The IRS recently proposed new regulations under Section 409A to clarify certain aspects of the current regulations. Here is a quick summary of the most significant clarifications that apply to stock compensation.

Pre-Hire Stock Options

As my readers know, NQSOs are exempt from Section 409A if they meet certain conditions. Under the existing regs, however, it is unclear that NQSOs granted in advance of when an individual starts employment (or starts performing services, in the case of outside directors, consultants, and other nonemployees) can be exempt. The proposed regulations clarify that these options can also be exempt provided they meet the same conditions that apply to other NQSOs.  (This issue doesn’t apply to ISOs because ISOs can’t be granted in advance of employment).

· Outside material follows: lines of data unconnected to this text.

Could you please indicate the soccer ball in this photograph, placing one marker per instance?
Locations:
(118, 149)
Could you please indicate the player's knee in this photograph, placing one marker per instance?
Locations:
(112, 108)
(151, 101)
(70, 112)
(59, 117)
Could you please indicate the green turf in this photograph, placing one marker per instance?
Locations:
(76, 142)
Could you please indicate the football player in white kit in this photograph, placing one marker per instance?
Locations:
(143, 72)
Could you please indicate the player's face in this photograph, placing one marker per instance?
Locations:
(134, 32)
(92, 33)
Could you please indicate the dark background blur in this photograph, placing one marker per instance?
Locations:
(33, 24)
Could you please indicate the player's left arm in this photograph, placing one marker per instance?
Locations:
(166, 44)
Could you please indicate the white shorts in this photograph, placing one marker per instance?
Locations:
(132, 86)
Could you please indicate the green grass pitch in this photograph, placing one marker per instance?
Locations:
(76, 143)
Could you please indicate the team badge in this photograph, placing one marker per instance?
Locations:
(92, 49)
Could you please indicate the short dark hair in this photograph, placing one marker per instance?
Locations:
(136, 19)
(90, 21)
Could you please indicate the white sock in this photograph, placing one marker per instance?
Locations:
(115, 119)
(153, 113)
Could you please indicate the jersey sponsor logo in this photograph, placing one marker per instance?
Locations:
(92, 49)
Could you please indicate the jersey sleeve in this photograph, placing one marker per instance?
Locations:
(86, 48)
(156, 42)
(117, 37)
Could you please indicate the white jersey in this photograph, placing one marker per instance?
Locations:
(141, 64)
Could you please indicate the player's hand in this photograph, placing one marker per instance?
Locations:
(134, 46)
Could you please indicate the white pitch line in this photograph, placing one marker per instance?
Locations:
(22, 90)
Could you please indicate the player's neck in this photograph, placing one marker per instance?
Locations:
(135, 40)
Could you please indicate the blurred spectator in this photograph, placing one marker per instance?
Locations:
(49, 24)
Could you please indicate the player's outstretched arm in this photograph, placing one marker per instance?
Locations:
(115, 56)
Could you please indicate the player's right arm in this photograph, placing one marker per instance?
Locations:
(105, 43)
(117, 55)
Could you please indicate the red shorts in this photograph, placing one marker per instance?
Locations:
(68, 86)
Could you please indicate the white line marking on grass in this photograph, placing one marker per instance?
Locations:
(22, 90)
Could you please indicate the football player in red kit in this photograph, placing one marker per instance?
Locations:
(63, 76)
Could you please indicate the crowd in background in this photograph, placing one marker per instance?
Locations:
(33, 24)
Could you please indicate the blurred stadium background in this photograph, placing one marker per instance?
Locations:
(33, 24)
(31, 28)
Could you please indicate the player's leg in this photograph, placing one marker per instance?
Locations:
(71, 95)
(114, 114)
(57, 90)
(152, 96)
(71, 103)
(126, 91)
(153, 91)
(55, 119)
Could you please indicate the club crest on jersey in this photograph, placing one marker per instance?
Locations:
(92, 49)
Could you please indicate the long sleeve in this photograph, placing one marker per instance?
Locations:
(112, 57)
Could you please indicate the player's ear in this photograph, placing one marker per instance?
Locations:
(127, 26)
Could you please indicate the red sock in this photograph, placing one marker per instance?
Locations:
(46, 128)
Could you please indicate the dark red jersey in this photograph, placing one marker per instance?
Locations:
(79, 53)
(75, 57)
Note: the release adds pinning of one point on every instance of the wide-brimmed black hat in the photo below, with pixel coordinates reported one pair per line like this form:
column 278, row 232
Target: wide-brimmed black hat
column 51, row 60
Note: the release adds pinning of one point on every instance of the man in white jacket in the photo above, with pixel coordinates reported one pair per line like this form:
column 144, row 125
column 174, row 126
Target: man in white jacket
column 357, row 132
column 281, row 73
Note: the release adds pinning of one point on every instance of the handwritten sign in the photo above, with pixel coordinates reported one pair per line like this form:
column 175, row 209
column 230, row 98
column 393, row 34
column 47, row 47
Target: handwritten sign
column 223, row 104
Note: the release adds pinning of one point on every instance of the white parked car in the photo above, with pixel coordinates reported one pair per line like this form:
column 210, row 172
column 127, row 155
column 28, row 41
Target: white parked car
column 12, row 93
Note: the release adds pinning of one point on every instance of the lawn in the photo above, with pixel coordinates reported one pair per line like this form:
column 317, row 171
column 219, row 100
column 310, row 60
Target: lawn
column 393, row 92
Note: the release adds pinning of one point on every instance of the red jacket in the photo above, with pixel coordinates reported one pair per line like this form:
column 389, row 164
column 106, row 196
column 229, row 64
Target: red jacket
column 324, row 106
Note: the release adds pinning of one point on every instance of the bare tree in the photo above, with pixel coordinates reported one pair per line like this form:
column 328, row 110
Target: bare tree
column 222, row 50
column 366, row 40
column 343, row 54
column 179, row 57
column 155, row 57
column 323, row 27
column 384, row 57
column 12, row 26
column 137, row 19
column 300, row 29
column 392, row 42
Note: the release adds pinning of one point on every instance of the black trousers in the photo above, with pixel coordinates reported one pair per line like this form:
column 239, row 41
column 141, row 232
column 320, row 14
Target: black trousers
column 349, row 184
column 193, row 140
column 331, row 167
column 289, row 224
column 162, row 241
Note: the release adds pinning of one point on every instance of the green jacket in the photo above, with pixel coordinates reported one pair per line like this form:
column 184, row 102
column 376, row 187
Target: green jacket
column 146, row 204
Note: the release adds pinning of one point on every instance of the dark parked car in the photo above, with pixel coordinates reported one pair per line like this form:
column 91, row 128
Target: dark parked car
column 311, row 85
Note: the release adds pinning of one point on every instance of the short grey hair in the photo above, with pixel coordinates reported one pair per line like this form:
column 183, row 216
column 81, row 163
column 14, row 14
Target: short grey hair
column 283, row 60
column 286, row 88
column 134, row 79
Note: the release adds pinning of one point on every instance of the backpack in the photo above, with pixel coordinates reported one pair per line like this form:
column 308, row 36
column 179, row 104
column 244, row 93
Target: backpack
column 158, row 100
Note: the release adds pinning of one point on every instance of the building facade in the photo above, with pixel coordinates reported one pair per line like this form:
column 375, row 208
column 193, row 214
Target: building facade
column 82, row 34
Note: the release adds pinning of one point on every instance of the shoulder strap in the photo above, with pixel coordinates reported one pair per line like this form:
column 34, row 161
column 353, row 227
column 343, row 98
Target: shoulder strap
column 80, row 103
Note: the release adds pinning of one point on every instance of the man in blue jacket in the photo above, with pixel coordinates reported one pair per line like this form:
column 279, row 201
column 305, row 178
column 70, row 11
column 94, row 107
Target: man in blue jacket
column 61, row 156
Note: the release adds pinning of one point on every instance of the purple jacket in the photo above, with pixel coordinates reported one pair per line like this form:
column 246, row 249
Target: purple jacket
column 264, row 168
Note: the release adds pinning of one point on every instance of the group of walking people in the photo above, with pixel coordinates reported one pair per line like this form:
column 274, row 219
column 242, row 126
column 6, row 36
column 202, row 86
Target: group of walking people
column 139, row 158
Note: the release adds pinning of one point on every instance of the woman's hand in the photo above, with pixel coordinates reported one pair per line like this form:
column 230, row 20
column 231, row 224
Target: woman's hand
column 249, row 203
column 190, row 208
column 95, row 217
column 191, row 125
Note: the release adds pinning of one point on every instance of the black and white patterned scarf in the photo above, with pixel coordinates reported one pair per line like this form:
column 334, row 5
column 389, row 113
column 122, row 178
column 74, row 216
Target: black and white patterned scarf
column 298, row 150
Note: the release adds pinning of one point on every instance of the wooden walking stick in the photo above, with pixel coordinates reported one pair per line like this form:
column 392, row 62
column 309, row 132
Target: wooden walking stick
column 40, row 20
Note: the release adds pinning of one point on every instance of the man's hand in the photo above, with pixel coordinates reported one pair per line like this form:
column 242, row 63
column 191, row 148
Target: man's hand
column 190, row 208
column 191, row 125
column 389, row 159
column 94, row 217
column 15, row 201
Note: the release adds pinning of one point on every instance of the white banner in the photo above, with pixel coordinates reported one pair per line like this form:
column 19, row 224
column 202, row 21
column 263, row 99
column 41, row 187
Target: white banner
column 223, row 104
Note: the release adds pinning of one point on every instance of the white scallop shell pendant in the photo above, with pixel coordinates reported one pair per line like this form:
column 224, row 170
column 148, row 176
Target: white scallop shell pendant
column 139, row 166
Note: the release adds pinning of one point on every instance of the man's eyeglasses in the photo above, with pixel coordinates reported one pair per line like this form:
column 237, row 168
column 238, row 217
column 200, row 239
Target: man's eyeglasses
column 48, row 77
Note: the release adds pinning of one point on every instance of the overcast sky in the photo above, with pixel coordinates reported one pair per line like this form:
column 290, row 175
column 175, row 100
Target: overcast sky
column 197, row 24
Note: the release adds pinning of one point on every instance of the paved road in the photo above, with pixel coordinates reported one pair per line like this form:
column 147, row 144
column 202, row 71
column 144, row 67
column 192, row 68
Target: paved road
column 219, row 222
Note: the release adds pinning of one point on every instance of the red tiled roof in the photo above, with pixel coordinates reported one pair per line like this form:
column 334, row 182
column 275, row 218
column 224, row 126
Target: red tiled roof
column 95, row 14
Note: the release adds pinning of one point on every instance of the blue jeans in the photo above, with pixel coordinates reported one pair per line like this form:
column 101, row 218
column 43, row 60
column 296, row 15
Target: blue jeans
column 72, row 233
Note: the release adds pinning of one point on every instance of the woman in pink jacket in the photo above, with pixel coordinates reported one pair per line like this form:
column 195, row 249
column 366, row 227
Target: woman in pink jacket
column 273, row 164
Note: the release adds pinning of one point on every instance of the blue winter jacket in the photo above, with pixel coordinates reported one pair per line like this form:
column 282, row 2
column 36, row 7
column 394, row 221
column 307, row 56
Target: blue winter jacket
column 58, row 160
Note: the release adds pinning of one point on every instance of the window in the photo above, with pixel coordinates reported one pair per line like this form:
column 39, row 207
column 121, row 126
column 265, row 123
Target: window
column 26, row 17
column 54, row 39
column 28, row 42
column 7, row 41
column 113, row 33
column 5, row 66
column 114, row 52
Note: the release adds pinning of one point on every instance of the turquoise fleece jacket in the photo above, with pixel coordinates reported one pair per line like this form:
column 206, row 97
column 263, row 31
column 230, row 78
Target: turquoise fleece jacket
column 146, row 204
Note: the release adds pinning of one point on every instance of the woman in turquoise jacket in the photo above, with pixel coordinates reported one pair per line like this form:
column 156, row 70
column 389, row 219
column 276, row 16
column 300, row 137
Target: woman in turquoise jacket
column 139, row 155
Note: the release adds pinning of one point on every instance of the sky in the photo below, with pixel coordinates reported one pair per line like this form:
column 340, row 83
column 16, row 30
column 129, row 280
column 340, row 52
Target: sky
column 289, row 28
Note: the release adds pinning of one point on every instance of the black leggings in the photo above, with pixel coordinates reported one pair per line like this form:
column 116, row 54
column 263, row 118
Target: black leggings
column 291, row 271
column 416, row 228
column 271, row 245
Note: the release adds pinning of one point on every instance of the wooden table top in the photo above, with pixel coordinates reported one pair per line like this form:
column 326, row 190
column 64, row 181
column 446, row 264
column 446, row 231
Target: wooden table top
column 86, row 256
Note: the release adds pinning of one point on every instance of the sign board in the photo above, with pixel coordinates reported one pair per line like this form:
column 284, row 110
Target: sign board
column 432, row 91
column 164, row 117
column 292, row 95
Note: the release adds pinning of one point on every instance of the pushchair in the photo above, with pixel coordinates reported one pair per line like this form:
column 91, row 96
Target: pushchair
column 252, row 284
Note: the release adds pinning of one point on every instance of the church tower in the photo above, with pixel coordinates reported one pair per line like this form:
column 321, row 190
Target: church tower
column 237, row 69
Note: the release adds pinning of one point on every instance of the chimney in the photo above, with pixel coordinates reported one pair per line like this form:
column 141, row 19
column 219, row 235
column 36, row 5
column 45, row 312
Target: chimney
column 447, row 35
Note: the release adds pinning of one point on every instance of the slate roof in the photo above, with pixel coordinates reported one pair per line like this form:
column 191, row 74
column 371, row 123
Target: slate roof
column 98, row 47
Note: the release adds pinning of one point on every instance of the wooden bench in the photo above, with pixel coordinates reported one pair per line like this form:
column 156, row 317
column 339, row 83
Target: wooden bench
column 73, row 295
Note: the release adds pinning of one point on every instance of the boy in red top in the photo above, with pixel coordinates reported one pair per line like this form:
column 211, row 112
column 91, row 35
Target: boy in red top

Delay of Payment Due to Legal Compliance

The proposed regs would permit a delay of a payment under the short-term deferral exemption, if the payment would violate the federal securities laws or other applicable laws. This could be helpful in the right set of circumstances (e.g., a restatement that causes a company to no longer be current in its public filings, causing the Form S-8 filed for the plan to no longer be effective).  But, in my experience, the situations in which issuing stock under an equity plan would violate a law are few and far between. For instance, this would not allow a company to delay issuing shares until the end of a black-out if the short-term deferral period expired before the trading window is scheduled to open. While employees wouldn’t be able to sell the shares until the trading window opens, the issuance is not a violation of securities law.  Even in a situation where the S-8 is no longer effective, there might be other exemptions the company could rely on to issue the shares.

Repurchase Rights

The amendments would clarify that stock options are exempt even if stock acquired under the option is subject to repurchase at less than FMV in the event the optionee is terminated for cause or breach of a restrictive covenant. Who knew? I had no idea there was even a concern about this.

Payments Upon Death

The proposed regulations would clarify that a payment will be treated as being made upon death, in satisfaction of Section 409A, if the payment is made no later than December 31 of the year following the calendar year of death. The proposed regs would also provide flexibility around making payments in the event of the death of a beneficiary who has become entitled to payments as a result of an employee’s death (i.e., a situation where an employee dies, the company begins making payments to the employee’s beneficiary, and then the beneficiary dies).